There wasn’t anything to say to that either, because it was true.  “Helpless,” she said, gaining another minute
piece of understanding.  


“What else?”

“That about covers it.”  John rolled on his back and gazed up at her.  “It’ll pass, Aeryn.  I’ll get over it.  Let’s get
some sleep.”  

The light of wary obstinacy was in his eyes, the look that warned her that he would do almost anything, possibly
even lie to her, to avoid talking about it anymore.   If she pushed him, she would have to accept that she was
partly to blame if he chose the route involving deliberate deceit, so she left her questions unasked, and did as
he suggested.  

Two arns later, his nightmares were back, every bit as violent and realistic as they had been the first night he
had come awake screaming, undiminished in their intensity despite having been replayed dozens of times.  
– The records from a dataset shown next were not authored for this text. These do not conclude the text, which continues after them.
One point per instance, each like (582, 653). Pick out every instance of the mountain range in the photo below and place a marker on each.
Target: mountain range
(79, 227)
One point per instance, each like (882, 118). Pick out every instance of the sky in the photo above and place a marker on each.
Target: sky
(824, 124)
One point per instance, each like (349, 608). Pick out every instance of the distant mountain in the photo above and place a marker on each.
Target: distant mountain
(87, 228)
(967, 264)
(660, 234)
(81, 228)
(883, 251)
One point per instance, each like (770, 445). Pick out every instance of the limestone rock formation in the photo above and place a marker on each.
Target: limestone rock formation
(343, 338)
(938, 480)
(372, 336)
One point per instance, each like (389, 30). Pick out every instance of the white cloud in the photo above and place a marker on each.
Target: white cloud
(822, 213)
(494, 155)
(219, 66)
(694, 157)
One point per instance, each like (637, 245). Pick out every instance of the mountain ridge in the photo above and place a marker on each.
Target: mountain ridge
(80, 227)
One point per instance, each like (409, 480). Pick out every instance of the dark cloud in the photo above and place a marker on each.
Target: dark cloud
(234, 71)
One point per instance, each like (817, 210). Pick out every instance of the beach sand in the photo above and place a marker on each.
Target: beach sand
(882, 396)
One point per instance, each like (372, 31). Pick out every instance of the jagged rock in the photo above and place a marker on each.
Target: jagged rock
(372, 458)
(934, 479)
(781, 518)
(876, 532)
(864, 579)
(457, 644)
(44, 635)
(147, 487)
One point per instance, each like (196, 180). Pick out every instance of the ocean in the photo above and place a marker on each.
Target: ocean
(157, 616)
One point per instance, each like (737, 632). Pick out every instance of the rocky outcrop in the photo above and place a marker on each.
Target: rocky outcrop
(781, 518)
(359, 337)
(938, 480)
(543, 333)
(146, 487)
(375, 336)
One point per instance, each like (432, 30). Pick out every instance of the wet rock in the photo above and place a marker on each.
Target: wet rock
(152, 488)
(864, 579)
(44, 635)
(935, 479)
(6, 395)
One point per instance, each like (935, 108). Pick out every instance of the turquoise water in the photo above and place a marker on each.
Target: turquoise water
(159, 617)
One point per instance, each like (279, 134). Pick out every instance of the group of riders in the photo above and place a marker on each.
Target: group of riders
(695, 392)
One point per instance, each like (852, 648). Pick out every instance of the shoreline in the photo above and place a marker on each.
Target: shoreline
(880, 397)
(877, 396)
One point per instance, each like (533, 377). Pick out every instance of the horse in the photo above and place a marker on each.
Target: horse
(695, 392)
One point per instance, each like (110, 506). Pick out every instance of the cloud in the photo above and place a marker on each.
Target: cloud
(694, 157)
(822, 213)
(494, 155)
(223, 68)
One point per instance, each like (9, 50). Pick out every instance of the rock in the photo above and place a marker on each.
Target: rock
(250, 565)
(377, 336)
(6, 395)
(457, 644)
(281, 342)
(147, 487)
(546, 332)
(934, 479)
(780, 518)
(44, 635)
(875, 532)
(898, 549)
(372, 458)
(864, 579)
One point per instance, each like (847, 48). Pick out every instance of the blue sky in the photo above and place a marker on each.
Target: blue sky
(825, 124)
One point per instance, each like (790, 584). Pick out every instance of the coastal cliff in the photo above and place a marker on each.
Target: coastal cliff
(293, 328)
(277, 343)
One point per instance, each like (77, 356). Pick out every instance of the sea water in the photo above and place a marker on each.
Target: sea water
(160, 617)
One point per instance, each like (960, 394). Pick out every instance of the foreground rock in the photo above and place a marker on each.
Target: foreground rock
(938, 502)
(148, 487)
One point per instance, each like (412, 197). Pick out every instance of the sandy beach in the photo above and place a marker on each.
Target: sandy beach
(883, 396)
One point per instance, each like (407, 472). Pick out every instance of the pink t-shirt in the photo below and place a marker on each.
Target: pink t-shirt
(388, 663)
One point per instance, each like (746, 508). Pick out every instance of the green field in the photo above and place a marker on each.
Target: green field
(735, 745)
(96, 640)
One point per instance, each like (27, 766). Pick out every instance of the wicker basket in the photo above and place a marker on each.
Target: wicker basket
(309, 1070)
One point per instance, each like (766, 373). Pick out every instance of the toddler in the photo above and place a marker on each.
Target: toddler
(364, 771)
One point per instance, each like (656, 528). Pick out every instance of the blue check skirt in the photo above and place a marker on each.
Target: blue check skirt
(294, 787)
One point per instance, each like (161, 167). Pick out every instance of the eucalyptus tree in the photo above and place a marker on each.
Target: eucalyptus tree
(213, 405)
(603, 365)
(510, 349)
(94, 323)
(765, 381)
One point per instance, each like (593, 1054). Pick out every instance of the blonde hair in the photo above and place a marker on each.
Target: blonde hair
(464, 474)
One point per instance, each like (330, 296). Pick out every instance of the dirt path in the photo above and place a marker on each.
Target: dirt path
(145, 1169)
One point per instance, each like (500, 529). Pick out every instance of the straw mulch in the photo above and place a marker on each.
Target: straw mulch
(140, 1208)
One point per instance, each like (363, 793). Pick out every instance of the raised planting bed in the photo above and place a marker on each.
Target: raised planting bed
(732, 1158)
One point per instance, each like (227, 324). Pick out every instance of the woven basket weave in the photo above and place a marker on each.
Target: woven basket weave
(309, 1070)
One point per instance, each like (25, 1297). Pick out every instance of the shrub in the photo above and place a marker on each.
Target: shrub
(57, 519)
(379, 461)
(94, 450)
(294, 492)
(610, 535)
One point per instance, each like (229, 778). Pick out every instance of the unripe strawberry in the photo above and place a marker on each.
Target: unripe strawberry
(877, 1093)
                                                                              * * * * *

Crichton walked into Command, clean and neat but looking haggard.  He eased down on a seat at the strategy
table and dropped his head onto his folded arms.  “I’m here to take over for a while, Chiana,” he mumbled, and
then sat up straighter so he could look at the view screen.  

Three long sliding steps took her from the navigational console to his side.  She leaned her hips against the
table and looked down at him in concern.  “You look awful, Crichton.  Go get some sleep and I’ll take your turn
for you.”  She ran a gloved hand through his hair front to back, then reversed direction and smoothed it back

“Sleep?  What’s that?”  He slumped forward again, forehead resting on his arms.  

The nightmares had eased but had not disappeared completely.  The harrowingly realistic replays of his torture
had passed, only to be replaced by something that brought him out of sleep every bit as distressed, but that he
could never remember after he woke up.  One night out of four, on average, he woke up either yelling
unintelligibly or to find himself huddled in a corner of his cell, ready to lash out at anyone who tried to approach

“Crichton, go find Jool, have her make up some more of that stuff to knock you out, and sleep for a solar day or
two.”  She dropped her hand onto the back of his neck, rubbing her fingers lightly across the tense muscles.  
He shook his head without bothering to look up.  “You need some sleep -- real, undisturbed sleep.”  He shook
his head again.  “How many days has it been since you last used that stuff of Jool’s?”  

“Only four, Chi.  I have to get through this sooner or later.  I’ll give it another shot without drugs tonight, and if
that doesn’t work, I’ll consider either letting her put me out or a complete lobotomy.”  He straightened up and
pulled her down on to the seat next to him.  “But thank you for trying.”  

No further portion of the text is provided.